There’s a young woman in my office who has been clumping around in an orthopedic boot for weeks. It’s the kind of thing a doctor makes you wear when you break an ankle. I asked her about it in the elevator the other day, and she told me that it was “the result of spending too much time in uncomfortable shoes.” No broken bones, no plantar fascitis, no hammer toes or bunions. Just painful and lingering nerve damage.

I started doing an informal research project, paying close attention to women’s shoes. I work in a very large company, and there are probably 350 people in my office alone, at least half of them women. The office requires “business casual” attire, and 90% of the women wear heels.

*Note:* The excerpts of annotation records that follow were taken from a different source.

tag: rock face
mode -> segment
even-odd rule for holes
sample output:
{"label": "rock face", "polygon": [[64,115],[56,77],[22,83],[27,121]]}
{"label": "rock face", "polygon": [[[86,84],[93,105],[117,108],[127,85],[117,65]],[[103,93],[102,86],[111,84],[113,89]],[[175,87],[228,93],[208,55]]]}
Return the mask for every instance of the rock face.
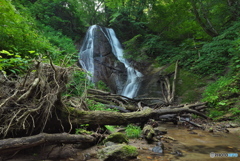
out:
{"label": "rock face", "polygon": [[[94,83],[103,81],[112,93],[127,97],[128,93],[132,93],[130,98],[138,96],[161,98],[162,90],[159,83],[161,69],[149,68],[151,64],[138,65],[133,68],[134,60],[123,61],[123,55],[116,54],[118,48],[113,47],[119,47],[121,44],[114,42],[115,39],[111,37],[112,32],[114,32],[112,29],[94,25],[86,34],[79,61],[82,67],[92,74],[91,80]],[[121,51],[123,49],[120,49]],[[135,75],[129,76],[129,73]],[[132,87],[128,88],[127,84],[132,84]]]}
{"label": "rock face", "polygon": [[[92,81],[94,83],[101,80],[110,87],[111,92],[120,93],[127,79],[124,64],[117,61],[114,56],[104,28],[94,26],[89,30],[93,31],[86,35],[83,42],[80,51],[80,64],[82,65],[81,61],[83,61],[85,67],[83,65],[82,67],[93,73]],[[93,54],[92,57],[90,54]],[[94,63],[90,62],[90,59],[93,59]]]}
{"label": "rock face", "polygon": [[100,160],[104,161],[127,161],[137,156],[137,148],[126,144],[108,146],[98,153]]}

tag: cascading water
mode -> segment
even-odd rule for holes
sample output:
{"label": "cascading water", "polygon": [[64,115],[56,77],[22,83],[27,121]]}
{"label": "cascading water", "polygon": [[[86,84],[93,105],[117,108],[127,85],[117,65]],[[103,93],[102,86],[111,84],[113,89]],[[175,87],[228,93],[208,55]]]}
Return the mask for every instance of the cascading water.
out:
{"label": "cascading water", "polygon": [[96,25],[89,27],[87,34],[84,38],[82,47],[79,53],[79,63],[87,72],[92,76],[88,75],[88,79],[94,82],[94,60],[93,60],[93,49],[94,49],[94,30],[97,28]]}
{"label": "cascading water", "polygon": [[[93,25],[88,29],[87,35],[85,37],[84,43],[79,53],[80,64],[85,70],[87,70],[93,75],[93,78],[91,78],[91,80],[94,79],[93,47],[94,47],[94,30],[96,28],[97,26]],[[136,96],[139,90],[143,75],[142,73],[134,69],[129,63],[129,61],[123,57],[124,55],[123,48],[119,40],[117,39],[114,30],[111,28],[101,28],[101,27],[100,29],[108,39],[112,47],[112,52],[115,55],[115,57],[121,63],[123,63],[125,68],[127,69],[127,81],[124,84],[124,88],[121,92],[121,95],[129,98],[133,98]]]}

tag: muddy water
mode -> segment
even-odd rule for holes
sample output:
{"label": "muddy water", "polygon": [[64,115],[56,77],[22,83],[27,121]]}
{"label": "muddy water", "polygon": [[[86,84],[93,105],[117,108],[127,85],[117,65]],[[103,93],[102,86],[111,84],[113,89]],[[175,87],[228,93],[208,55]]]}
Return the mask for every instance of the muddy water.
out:
{"label": "muddy water", "polygon": [[[164,156],[157,156],[150,150],[144,150],[144,145],[138,147],[140,155],[138,160],[142,161],[160,161],[160,160],[173,160],[173,161],[240,161],[240,136],[226,133],[209,133],[203,130],[192,130],[184,127],[176,127],[175,125],[164,125],[168,129],[170,138],[176,139],[177,141],[168,141],[164,139],[165,154]],[[168,143],[167,143],[168,142]],[[133,143],[134,144],[134,143]],[[137,145],[136,145],[137,146]],[[145,145],[146,146],[146,145]],[[148,149],[146,146],[145,149]],[[171,153],[174,151],[182,152],[183,156],[176,156]],[[228,157],[210,157],[210,153],[238,153],[238,158]]]}
{"label": "muddy water", "polygon": [[[144,139],[132,139],[129,144],[138,148],[139,155],[137,159],[131,161],[240,161],[240,136],[203,130],[189,131],[185,127],[177,127],[171,123],[162,126],[168,129],[168,133],[162,138],[164,155],[160,156],[151,151],[155,144],[147,144]],[[98,161],[96,156],[99,148],[102,146],[79,151],[71,160]],[[176,151],[181,152],[182,156],[174,154]],[[211,152],[238,153],[239,156],[211,158]],[[89,157],[84,157],[86,154]]]}

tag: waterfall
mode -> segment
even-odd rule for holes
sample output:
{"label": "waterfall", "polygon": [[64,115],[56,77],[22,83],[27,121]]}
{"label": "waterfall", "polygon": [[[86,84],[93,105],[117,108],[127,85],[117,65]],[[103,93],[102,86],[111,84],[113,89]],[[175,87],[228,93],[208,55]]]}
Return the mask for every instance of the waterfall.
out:
{"label": "waterfall", "polygon": [[[94,59],[93,59],[93,47],[94,47],[94,30],[97,28],[96,25],[91,26],[88,29],[87,35],[85,37],[84,43],[80,50],[80,64],[82,67],[90,72],[94,77]],[[138,70],[134,69],[130,62],[124,58],[124,51],[116,37],[116,34],[113,29],[111,28],[101,28],[102,33],[108,39],[112,52],[115,57],[124,64],[125,68],[127,69],[127,80],[124,84],[123,90],[121,95],[133,98],[137,95],[138,89],[141,85],[142,81],[142,73]],[[94,78],[92,78],[93,80]]]}
{"label": "waterfall", "polygon": [[79,63],[82,68],[89,72],[88,79],[94,82],[94,60],[93,60],[93,49],[94,49],[94,30],[97,29],[96,25],[90,26],[87,34],[84,38],[82,47],[79,53]]}

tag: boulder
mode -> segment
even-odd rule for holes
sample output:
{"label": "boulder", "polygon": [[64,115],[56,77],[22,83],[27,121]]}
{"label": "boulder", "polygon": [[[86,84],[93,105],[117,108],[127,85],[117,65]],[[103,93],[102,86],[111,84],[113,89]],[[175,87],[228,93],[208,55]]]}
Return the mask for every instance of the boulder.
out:
{"label": "boulder", "polygon": [[98,158],[104,161],[127,161],[137,156],[137,148],[126,144],[108,146],[98,152]]}
{"label": "boulder", "polygon": [[128,138],[125,134],[116,132],[109,135],[106,139],[103,140],[103,143],[106,142],[114,142],[114,143],[128,143]]}

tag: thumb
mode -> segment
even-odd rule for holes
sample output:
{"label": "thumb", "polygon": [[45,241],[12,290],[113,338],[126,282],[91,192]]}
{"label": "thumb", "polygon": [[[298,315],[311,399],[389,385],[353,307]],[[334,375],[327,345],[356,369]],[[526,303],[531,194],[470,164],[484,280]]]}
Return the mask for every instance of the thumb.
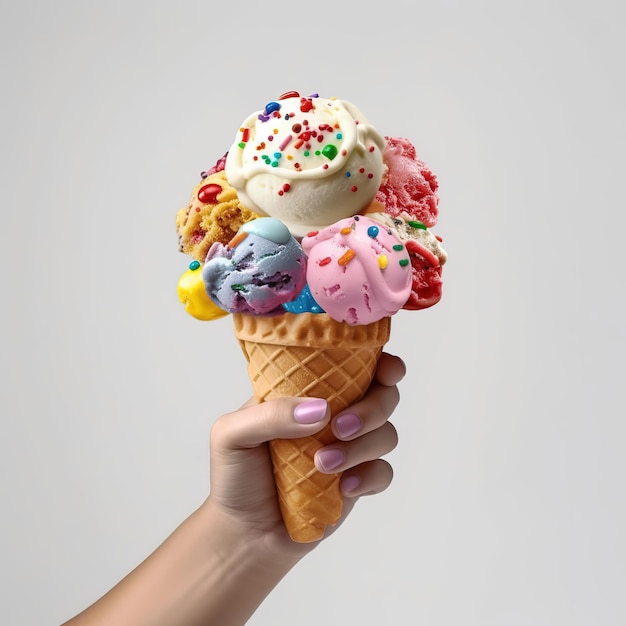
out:
{"label": "thumb", "polygon": [[246,404],[215,421],[211,444],[222,450],[254,448],[271,439],[314,435],[329,420],[328,402],[322,398],[276,398]]}

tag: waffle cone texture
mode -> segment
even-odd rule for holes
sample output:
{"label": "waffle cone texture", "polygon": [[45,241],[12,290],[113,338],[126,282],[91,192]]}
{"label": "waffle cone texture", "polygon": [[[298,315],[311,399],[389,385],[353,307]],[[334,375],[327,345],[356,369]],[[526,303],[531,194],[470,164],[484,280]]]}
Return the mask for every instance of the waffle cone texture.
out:
{"label": "waffle cone texture", "polygon": [[[235,313],[233,323],[257,400],[325,398],[332,415],[365,394],[391,330],[389,317],[350,326],[325,313],[277,317]],[[326,527],[341,516],[341,473],[322,474],[313,463],[315,452],[333,441],[327,426],[312,437],[270,442],[283,520],[299,543],[321,539]]]}

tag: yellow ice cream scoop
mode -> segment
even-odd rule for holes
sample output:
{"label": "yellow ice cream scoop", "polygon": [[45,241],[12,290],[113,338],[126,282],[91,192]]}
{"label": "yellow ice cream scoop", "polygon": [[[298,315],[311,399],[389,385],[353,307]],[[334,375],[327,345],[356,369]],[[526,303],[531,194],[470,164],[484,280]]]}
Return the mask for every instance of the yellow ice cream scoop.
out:
{"label": "yellow ice cream scoop", "polygon": [[196,319],[209,321],[228,315],[209,298],[202,280],[202,266],[192,261],[189,269],[178,280],[178,298],[185,310]]}

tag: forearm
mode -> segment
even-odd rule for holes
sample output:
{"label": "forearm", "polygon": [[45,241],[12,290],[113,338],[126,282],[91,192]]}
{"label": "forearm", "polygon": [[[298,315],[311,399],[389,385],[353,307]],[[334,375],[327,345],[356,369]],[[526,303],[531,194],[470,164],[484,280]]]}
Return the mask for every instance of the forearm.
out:
{"label": "forearm", "polygon": [[238,626],[295,565],[203,505],[141,565],[65,626]]}

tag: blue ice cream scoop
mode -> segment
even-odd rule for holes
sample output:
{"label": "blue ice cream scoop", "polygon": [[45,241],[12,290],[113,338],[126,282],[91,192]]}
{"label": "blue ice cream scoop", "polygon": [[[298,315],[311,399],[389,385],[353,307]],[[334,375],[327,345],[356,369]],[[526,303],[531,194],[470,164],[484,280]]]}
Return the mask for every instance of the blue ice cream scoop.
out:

Of those wearing heels, at least 75% wear high heels, often so high that the movements of the women wearing them appear stiff and graceless. The small minority who wear flats appear relaxed and comfortable.

The other day, I was on the elevator by myself as I was leaving the building. It stopped on the second floor, and two women got on.

“I feel so guilty taking the elevator,” one of them said. “But I hate using the stairs.”

“Yes,” the other woman agreed, “I know what you mean. I’ll go up, but I won’t go down.”

I asked them what they were talking about, and one of them said, “It’s the high heels. When you go down a flight of stairs, it really hurts to put your weight on that heel.”

“Many women have told me that the reason they wear high heels is because it’s attractive to men,” I said in a mock-serious tone. “But as a man, I feel obligated to tell you that we genuinely don’t care what kind of shoes you wear.”

They chuckled, and one of them said, “Yes, but sometimes we like to look a little taller.”

The doors of the elevator opened, and we stepped into the lobby.

“But don’t women all claim that they want men who are taller than they are?” I asked. “Why make yourself taller and limit your options?”

They minced painfully towards one building exit, and I headed for another. But as they left, one of them said to the other, “He’s right. Why do we do this?”